Bernard Lesaing est l’auteur de nombreux reportages. Basé à Aix-en-Provence, il s’est souvent concentré sur les sociétés locales, comme sur le monde touareg, l’île d’Ischi en Italie ou l’île de la Réunion.

Le fil conducteur de ce travail diffère quelque peu de ses reportages précédents, puisque le photographe s’est intéressé cette fois-ci uniquement aux artistes et aux créateurs, dont il a dressé une galerie de 26 portraits. Les paysages et autres scènes de la vie quotidienne qui les accompagnent sont des clichés réalisés pendant les trajets effectués avant et après les rencontres avec ces personnalités tchèques. Bernard Lesaing explique le sens de sa démarche:

«Pourquoi des artistes et de créateurs ? Je souhaitais déjà depuis longtemps rendre hommage aux métiers de la création et de la culture. Je pense que la culture est menacée en ce moment. Elle est mal comprise.

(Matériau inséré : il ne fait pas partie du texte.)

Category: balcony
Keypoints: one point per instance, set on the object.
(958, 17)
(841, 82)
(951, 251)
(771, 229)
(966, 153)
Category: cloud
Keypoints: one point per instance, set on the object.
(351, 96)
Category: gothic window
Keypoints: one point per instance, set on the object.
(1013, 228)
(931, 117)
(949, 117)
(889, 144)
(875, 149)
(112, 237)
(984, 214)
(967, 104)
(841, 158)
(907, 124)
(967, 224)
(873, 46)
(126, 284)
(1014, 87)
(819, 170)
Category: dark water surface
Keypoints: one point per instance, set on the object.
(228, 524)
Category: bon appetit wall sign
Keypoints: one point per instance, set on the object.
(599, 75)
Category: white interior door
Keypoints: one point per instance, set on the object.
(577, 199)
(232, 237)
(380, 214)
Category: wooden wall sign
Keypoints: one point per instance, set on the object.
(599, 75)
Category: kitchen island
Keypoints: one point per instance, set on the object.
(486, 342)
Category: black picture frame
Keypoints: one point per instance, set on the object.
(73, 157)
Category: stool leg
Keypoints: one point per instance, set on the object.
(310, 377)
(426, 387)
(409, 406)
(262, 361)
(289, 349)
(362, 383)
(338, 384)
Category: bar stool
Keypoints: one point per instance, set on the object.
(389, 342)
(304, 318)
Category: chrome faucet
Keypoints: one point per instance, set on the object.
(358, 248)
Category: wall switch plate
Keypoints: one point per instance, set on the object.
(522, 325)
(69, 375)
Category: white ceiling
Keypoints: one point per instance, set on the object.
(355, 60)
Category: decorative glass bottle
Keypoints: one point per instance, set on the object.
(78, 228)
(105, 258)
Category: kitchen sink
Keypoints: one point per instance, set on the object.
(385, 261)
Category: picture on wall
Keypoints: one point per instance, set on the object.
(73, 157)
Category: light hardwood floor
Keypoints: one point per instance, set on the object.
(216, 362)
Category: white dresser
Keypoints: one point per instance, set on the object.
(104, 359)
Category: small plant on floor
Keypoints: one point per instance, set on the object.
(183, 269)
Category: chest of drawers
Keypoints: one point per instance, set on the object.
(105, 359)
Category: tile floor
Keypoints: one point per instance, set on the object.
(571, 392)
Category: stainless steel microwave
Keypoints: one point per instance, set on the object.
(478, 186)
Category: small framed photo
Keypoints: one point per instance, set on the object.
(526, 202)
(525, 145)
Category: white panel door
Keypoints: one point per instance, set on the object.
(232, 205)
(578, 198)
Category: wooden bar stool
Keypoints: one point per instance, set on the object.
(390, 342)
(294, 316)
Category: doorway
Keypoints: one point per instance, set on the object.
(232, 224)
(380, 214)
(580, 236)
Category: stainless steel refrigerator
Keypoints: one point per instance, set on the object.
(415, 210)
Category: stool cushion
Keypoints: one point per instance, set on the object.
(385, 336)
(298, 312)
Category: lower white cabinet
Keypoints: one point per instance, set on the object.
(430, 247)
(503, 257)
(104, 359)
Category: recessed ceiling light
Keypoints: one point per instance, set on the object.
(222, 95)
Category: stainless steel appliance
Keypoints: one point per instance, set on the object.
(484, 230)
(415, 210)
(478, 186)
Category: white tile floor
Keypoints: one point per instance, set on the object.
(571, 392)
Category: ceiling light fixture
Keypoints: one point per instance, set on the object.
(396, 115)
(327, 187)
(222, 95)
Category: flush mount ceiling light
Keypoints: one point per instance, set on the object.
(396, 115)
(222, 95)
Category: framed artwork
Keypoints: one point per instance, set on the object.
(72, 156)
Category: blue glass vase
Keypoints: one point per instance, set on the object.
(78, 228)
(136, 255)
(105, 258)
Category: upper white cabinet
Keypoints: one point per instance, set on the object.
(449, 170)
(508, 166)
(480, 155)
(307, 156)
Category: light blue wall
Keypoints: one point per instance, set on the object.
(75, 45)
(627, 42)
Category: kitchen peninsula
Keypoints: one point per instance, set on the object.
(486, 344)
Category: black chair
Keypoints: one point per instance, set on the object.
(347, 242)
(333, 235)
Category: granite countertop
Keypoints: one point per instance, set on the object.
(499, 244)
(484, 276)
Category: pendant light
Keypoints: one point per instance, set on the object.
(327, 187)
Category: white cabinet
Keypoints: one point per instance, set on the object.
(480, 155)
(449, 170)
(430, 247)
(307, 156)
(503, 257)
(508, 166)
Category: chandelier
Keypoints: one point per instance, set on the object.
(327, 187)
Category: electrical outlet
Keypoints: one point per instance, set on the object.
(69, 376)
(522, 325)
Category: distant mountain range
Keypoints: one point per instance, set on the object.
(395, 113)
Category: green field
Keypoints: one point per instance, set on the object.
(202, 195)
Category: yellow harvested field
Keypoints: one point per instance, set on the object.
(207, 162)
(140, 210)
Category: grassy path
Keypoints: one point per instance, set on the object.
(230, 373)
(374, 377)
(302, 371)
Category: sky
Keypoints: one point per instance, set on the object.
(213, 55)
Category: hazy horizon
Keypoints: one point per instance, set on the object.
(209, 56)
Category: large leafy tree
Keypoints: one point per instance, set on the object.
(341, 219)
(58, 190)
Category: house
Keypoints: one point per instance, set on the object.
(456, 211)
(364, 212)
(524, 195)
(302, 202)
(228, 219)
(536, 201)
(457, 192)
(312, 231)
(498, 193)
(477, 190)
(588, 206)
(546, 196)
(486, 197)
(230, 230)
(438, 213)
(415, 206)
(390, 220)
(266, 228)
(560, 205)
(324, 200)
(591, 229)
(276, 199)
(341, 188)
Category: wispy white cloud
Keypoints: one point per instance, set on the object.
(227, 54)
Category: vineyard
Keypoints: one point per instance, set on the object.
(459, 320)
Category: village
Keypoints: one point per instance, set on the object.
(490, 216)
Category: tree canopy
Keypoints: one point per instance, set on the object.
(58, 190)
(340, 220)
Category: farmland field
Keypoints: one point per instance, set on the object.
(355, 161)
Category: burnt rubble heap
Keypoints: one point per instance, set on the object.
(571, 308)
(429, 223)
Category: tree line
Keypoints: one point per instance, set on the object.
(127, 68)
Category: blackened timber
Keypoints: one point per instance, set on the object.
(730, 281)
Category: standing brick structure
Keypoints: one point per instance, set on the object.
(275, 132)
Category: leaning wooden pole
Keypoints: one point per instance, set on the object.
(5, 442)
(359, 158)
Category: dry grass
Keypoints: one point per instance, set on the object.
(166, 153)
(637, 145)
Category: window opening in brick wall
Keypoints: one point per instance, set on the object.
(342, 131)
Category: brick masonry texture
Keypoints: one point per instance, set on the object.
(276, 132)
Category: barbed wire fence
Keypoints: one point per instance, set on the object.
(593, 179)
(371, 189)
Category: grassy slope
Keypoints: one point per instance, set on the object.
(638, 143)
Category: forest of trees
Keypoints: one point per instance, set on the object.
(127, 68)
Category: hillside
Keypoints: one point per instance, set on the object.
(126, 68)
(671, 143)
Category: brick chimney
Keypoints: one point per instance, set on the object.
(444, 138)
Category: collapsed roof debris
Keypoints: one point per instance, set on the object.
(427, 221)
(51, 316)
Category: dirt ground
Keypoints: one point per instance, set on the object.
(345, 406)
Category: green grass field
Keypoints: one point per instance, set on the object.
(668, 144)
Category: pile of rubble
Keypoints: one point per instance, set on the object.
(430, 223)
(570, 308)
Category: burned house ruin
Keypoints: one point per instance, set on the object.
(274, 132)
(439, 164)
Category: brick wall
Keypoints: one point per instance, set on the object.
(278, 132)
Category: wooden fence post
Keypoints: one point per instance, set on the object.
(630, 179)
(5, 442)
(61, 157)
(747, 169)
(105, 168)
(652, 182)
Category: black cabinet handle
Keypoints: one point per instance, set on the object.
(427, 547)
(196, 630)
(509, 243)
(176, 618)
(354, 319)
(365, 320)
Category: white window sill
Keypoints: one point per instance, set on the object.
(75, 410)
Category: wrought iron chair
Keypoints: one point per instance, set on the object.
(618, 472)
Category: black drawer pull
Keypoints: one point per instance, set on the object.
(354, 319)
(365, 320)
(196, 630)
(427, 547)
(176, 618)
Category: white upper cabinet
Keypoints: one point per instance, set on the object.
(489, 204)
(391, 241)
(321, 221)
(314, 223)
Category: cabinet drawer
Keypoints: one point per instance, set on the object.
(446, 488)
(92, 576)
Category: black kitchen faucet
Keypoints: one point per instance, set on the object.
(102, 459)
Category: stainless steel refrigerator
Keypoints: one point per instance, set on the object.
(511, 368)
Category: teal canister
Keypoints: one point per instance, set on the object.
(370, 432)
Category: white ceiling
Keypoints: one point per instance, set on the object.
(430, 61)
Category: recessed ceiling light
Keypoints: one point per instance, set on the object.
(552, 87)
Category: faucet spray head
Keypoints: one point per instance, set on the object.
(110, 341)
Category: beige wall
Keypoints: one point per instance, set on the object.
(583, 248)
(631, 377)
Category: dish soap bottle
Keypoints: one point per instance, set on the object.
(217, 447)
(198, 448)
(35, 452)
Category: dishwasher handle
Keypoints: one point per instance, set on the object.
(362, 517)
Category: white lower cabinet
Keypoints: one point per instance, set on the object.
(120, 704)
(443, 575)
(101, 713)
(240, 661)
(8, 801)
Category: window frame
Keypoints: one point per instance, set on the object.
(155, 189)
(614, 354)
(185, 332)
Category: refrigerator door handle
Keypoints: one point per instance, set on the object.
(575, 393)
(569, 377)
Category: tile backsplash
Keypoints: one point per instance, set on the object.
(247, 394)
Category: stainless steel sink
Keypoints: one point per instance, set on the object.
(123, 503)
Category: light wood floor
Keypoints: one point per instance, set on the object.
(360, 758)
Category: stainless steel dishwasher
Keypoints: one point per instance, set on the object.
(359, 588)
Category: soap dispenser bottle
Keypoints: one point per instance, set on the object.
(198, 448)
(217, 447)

Dans ces temps de crise très difficile que nous vivons, nous avons absolument besoin que les créateurs soient là, nous accompagnent. Ce sont eux qui nous posent des questions, qui nous font rêver, qui nous font réfléchir ou qui nous font penser. Je sens une ambiance générale où on ne voit plus, on ne rencontre plus tous ces créateurs. C’était donc avant tout un hommage à la création parce que je pense qu’elle est menacée.»

Est-ce que vous avez eu des coups de cœur en découvrant le travail de ces artistes ?

«Ce n’était pas 26 portraits, c’était un prétexte. C’était pour moi 26 rencontres, de pouvoir un moment avoir la chance de passer quelques heures. Il s’est instauré un vrai dialogue, un vrai échange, des fois sur une journée ou des fois sur un week-end. Ces 26 artistes m’ont tous autant les uns que les autres remplis d’intérêts et de découvertes.»

Vous avez parlé de rencontres. J’imagine que ces rencontres étaient toutes différentes, mais comment se sont elles déroulé, comment les préparez-vous ?

«En fonction des personnes que j’allais rencontrer, j’avais une documentation pour savoir si c’était un écrivain, ce qu’il avait écrit. Je pense à M. Stránský qui est une figure tellement forte de la résistance, de ce qu’il a vécu, et comme écrivain, et comme journaliste. J’ai un immense respect pour M. Stránský. C’est un homme qui a tellement souffert mais en même temps vécu, et créé, et produit, que le contact s’est fait tout de suite. Donc c’était des discussions, des rencontres. Petit à petit, d’amener l’artiste, le journaliste, l’écrivain ou le créateur à un moment un petit peu magique où j’avais une lumière, un décor. Dans tous ces portraits, tout a du sens. Ce n’est pas que l’expression de l’artiste mais aussi dans quelque cadre je souhaitais présente et montrer l’artiste. Je voulais que le décor de ces 26 portraits donne aussi du sens et que tout d’un coup ces paysages deviennent visages et que ces paysages rencontrent des paysages.»